SLCG Economic Consulting's Logo


SEC Charges Morgan Keegan Directors with Failing to Oversee Asset Valuations

The SEC has charged eight former Morgan Keegan directors with failing to provide accurate valuations for mortgage-backed securities during the subprime crisis of 2007. We wrote a paper in 2009 explaining the collapse of the RMK bond funds and how they relate to these very same securities.

The mutual funds at issue are 1) RMK High Income Fund, Inc.; 2) RMK Multi-Sector High Income Fund, Inc.; 3) RMK Strategic Income Fund, Inc.; 4) RMK Advantage Income Fund, Inc.; and 5) Morgan Keegan Select Fund, Inc. The Select Fund was an open-end company which contained three open-end series-the Select High Income portfolio, the Select Intermediate Bond portfolio, and the Select Short Term Bond portfolio.

The RMK funds were essentially the same fund. They behaved in the same manner and held many similar securities. Below is a graph of the return if someone invested $100 on December 31, 2005 with reinvested dividends. By December 2008 an investor would have loss about 90% of the investment.

A figure showing a line graph demonstrating the prices of Morgan Keegan funds from 2005 to 2008.

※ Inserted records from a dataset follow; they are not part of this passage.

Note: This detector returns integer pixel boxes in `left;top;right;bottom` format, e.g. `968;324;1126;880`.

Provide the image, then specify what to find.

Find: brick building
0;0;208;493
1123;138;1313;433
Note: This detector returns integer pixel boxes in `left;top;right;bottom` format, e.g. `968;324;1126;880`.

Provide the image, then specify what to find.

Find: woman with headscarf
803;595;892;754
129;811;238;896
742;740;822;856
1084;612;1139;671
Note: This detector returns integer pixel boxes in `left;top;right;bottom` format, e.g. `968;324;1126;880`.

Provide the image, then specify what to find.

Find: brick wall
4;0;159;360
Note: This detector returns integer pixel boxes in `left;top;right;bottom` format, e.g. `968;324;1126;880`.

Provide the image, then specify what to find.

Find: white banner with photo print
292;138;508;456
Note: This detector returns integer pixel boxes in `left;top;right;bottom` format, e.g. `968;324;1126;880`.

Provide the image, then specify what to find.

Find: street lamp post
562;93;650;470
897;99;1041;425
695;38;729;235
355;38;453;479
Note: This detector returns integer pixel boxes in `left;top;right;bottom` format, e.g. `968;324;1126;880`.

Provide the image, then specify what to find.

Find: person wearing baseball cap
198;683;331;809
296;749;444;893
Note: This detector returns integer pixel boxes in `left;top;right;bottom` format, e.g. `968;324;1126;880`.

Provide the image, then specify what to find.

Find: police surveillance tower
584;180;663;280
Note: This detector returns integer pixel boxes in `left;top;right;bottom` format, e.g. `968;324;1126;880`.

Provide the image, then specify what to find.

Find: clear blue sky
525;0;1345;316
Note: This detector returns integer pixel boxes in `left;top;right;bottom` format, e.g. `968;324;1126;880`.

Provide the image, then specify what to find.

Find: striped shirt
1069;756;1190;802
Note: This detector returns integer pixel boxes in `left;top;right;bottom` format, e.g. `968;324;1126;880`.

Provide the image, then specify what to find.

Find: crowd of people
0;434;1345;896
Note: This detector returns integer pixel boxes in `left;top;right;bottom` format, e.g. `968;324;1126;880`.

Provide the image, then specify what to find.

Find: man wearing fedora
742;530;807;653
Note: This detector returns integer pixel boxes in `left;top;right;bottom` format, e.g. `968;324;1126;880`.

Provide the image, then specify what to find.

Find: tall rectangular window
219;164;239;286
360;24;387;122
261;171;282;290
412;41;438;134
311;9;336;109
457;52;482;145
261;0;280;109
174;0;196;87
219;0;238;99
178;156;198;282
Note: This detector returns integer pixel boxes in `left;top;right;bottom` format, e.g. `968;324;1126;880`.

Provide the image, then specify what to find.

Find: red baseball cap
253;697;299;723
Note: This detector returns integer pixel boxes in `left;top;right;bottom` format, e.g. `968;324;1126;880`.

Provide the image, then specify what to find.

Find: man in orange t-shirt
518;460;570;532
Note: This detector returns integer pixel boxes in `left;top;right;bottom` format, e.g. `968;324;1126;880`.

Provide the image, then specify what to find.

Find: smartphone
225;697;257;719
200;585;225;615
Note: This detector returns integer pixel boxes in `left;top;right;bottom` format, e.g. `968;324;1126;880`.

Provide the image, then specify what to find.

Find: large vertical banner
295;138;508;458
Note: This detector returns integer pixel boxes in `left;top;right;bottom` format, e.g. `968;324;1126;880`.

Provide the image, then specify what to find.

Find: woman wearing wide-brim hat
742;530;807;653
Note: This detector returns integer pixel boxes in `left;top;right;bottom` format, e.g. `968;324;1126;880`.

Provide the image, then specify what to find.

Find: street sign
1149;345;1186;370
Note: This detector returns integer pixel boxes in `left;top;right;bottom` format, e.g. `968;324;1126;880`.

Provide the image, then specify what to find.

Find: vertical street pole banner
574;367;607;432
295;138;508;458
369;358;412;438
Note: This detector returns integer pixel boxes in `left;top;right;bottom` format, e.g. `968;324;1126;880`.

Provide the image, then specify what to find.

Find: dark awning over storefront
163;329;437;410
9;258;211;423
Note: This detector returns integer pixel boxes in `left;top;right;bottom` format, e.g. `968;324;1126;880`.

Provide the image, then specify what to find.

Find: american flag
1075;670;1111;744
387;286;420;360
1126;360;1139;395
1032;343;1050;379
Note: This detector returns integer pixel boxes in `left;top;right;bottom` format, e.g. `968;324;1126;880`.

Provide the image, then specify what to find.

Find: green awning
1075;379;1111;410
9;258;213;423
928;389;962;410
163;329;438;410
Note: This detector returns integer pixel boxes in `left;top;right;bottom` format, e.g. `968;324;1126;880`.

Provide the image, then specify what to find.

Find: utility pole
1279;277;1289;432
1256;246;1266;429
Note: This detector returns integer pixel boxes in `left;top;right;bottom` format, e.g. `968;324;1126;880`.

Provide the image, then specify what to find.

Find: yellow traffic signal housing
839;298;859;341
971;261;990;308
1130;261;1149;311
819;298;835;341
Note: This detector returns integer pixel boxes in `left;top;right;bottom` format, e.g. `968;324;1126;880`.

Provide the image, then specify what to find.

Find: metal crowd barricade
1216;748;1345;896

These funds did not behave like their peers. Below is a graph which compares the total returns of the RMK closed-end funds with non-RMK closed-end high income funds from January 2007 to December 2009.

A figure showing a line graph demonstrating the returns of Morgan Keegan funds compared to non-Morgan Keegan funds from 2007 to 2009.

Six of the eight directors sat on the Fund's Audit Committee and were designated as "Audit Committee Financial Expert." Their task was to oversee the process of determining the fair value of the funds. According to the SEC order, the directors did not provide any guidance on how to determine fair value.
Many of these securities were in structured finance that were below investment grade. Also, they were highly leveraged and illiquid. Some of the reported values for these illiquid securities went unchanged for several months before the turmoil in the subprime MBS market.

In our 2009 paper, we calculated that about 60% or more of the gross assets of these funds were in structured finance. We also calculated that more than 80% of the losses between March 2007 and December 2007 were in asset backed securities and/or from internally priced securities--the securities that the SEC alleges the eight directors had a responsibility to accurately value.

RMK Funds Were Structured Finance Funds
March 31, 2007
A figure showing a table demonstrating the average percentage of gross assets in RMK Funds in structured finance and in Corporate Bonds.

Morgan Keegan also misrepresented some of these asset backed securities as corporate bond or preferred stock. For example, most of all of the securities classified as "Corporate Bonds - Special Purpose Entities" are asset backed securities. Moreover, RMK misrepresented the riskiness of the funds. The RMK funds were four to six times as volatile as their benchmark during the 1-year, 2-year and 3-year periods ending on March 31, 2007. They were more than 12 times as volatile as their benchmark.

RMK Funds Were Much More Volatile Than Benchmarks
(annualized standard deviations, ending March 31, 2007)
A figure showing a table demonstrating how RMK Funds were more volatile than benchmarks.

In June of 2011 the SEC settled with Morgan Keegan & Company and Morgan Asset Management for $200 million and barred former portfolio manager James C. Kelsoe Jr. and suspended comptroller Joseph Thompson Weller.